Women MPs vow to fight change to gender rule

August 19, 2011 3:47 pm

, NAIROBI, Kenya, Aug 19 – The Kenya Women Parliamentarians Association says it will fight any attempts to amend the Constitution to alter the one-third gender requirement.

They association says  such a move would be malicious, unfair and aimed at pushing forward the date for the next general election.

MPs Joyce Laboso, Sophia Abdi Noor and Rachael Shebesh who addressed journalists at Parliament buildings said that they would only support legislation that consolidates gains made by women through the new Constitution.

On Thursday, the Cabinet issued a statement that appeared to suggest that it wanted to amend the one-third rule terming is “unattainable.”

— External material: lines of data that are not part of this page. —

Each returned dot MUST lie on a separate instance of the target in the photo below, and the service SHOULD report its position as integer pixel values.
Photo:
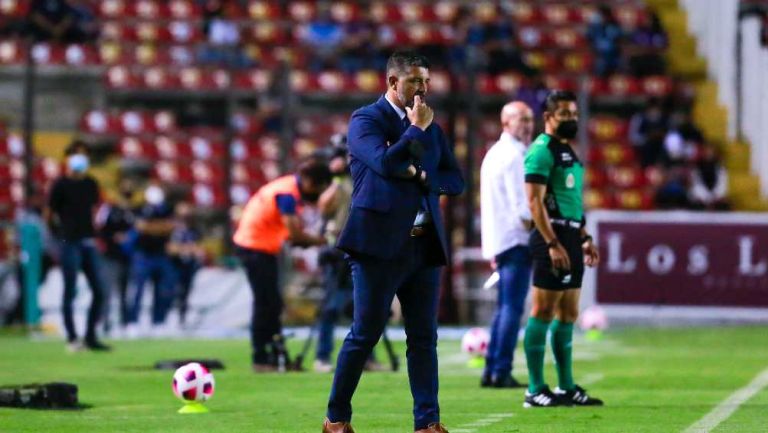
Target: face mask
(309, 197)
(154, 195)
(77, 163)
(567, 129)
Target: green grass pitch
(653, 380)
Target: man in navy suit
(401, 163)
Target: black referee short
(545, 276)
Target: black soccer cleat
(544, 398)
(578, 397)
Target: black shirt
(72, 203)
(152, 244)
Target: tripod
(342, 272)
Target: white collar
(400, 112)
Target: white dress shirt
(503, 202)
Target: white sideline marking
(591, 378)
(727, 407)
(474, 426)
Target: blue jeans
(376, 282)
(76, 255)
(159, 268)
(514, 268)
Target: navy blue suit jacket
(384, 206)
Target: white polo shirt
(503, 202)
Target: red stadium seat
(99, 122)
(595, 178)
(599, 199)
(183, 9)
(263, 10)
(134, 147)
(345, 11)
(604, 128)
(207, 195)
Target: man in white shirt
(506, 221)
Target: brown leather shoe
(433, 428)
(337, 427)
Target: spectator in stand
(55, 21)
(682, 141)
(187, 254)
(223, 35)
(604, 35)
(116, 221)
(709, 181)
(323, 37)
(648, 42)
(647, 130)
(673, 193)
(86, 22)
(150, 260)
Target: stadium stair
(709, 115)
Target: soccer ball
(593, 318)
(193, 383)
(475, 342)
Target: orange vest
(261, 226)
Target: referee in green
(554, 180)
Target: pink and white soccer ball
(193, 382)
(475, 342)
(593, 317)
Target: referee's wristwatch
(553, 243)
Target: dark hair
(76, 146)
(399, 61)
(556, 96)
(316, 171)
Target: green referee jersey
(552, 162)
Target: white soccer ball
(593, 317)
(193, 382)
(475, 342)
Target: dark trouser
(76, 255)
(117, 271)
(376, 282)
(185, 271)
(261, 269)
(159, 268)
(514, 268)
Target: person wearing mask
(115, 221)
(150, 260)
(72, 205)
(187, 254)
(506, 222)
(334, 207)
(271, 218)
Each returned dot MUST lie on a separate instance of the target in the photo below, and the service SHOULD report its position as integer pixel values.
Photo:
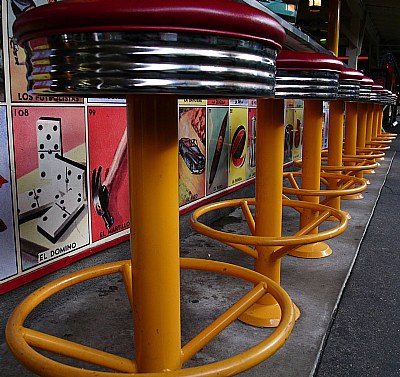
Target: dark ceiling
(372, 24)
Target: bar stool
(266, 228)
(314, 78)
(334, 175)
(386, 98)
(151, 52)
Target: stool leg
(380, 119)
(335, 147)
(270, 137)
(153, 182)
(311, 174)
(350, 142)
(370, 118)
(361, 130)
(375, 122)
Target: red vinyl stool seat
(145, 50)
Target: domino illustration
(35, 202)
(71, 175)
(60, 216)
(49, 144)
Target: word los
(50, 254)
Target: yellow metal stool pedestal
(151, 53)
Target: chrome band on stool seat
(365, 89)
(349, 90)
(162, 62)
(306, 84)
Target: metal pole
(334, 26)
(270, 154)
(350, 143)
(153, 182)
(361, 130)
(335, 146)
(311, 174)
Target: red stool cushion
(377, 88)
(219, 17)
(350, 75)
(307, 61)
(366, 81)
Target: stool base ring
(264, 315)
(21, 340)
(312, 251)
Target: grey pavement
(348, 301)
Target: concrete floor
(97, 313)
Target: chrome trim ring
(154, 62)
(306, 84)
(365, 93)
(349, 90)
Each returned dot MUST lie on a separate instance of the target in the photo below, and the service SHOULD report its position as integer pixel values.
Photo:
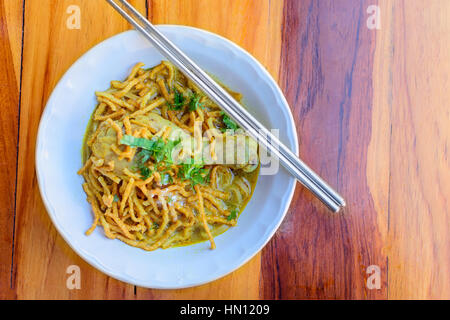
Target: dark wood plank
(10, 57)
(326, 65)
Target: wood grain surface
(372, 115)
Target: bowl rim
(50, 211)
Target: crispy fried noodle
(159, 162)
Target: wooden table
(372, 113)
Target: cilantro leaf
(178, 100)
(196, 173)
(145, 172)
(232, 215)
(228, 122)
(194, 102)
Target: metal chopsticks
(264, 137)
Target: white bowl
(58, 157)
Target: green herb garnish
(232, 215)
(194, 102)
(156, 149)
(178, 100)
(145, 172)
(196, 173)
(228, 122)
(166, 179)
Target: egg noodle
(138, 193)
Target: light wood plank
(418, 237)
(10, 53)
(41, 255)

“We know the shenanigans that go on in Cabinet, the real thing they want to amend is the date of elections by saying that the provision for affirmative action cannot be implemented; you cannot take away a gain.  You can only effect and enhance it. Kenyan women are now awake and will not allow it,” said nominated MP Shebesh.

As such they have vowed to defeat the Elections Bill if the proposal to meet the one-thirds quota is struck out of the Bill.

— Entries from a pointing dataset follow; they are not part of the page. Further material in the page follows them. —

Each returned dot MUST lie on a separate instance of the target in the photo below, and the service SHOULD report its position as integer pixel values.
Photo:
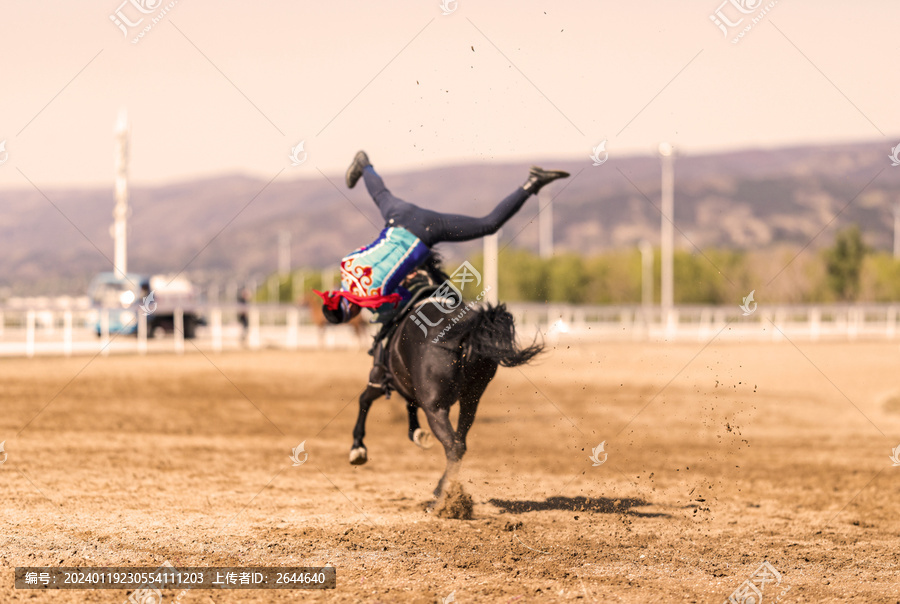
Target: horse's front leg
(358, 453)
(419, 436)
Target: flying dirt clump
(455, 503)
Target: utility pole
(667, 231)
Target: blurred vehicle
(124, 298)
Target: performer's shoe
(354, 172)
(335, 316)
(538, 177)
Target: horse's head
(432, 266)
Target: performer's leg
(453, 227)
(389, 205)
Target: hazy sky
(218, 87)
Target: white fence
(67, 331)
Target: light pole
(284, 252)
(491, 251)
(897, 231)
(646, 274)
(120, 213)
(545, 229)
(667, 232)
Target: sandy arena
(751, 452)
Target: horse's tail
(493, 337)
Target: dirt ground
(718, 458)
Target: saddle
(421, 286)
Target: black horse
(442, 351)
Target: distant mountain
(227, 227)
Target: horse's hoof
(358, 456)
(423, 438)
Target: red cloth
(333, 299)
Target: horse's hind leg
(470, 397)
(439, 420)
(358, 453)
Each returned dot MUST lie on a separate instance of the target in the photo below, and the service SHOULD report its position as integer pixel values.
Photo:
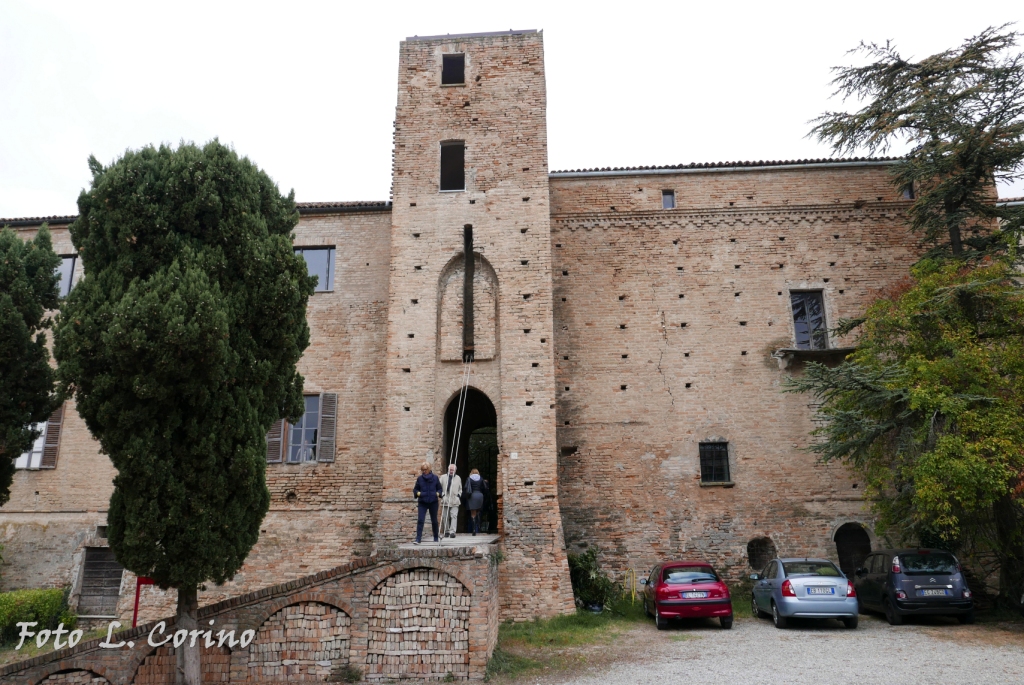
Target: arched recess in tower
(477, 448)
(450, 316)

“The Cabinet cannot tell us that it is impossible to implement this requirement, and there is no provision in the Constitution that doesn’t have a solution. This just shows the lack of political will to implement the constitution fully,” said nominated MP Sophia Abdi.

“The women of this country have given those proposals, we are still ready to give them proposals as many as they want, the Cabinet cannot close their eyes, ears and sleep on their job, and there must be a solution,” reiterated Ms Abdi.

Article 27(8) requires that the state shall take legislative and other measures to implement the principle that not more than two-thirds of members of elective or appointive bodies shall be of the same gender.

The Cabinet on Thursday resolved to form a task force to prepare a Constitution Amendment Bill to deal with the representation requirement which it termed “technically unachievable under the current stipulation.”

The Cabinet however said that it had approved the Elections Bill, which had initially set out a formula through which the gender provision would be met.

The formula, which was first proposed by a women’s lobby group before being endorsed by the Interim Independent Electoral Commission, reserves 72 constituencies (that will be randomly selected) for single gender participation.

On Friday, Justice Minister Mutula Kilonzo clarified that the Cabinet did not want to delete the one-third clause but wanted to amend the constitution to factor in a formula to achieve the quota legally.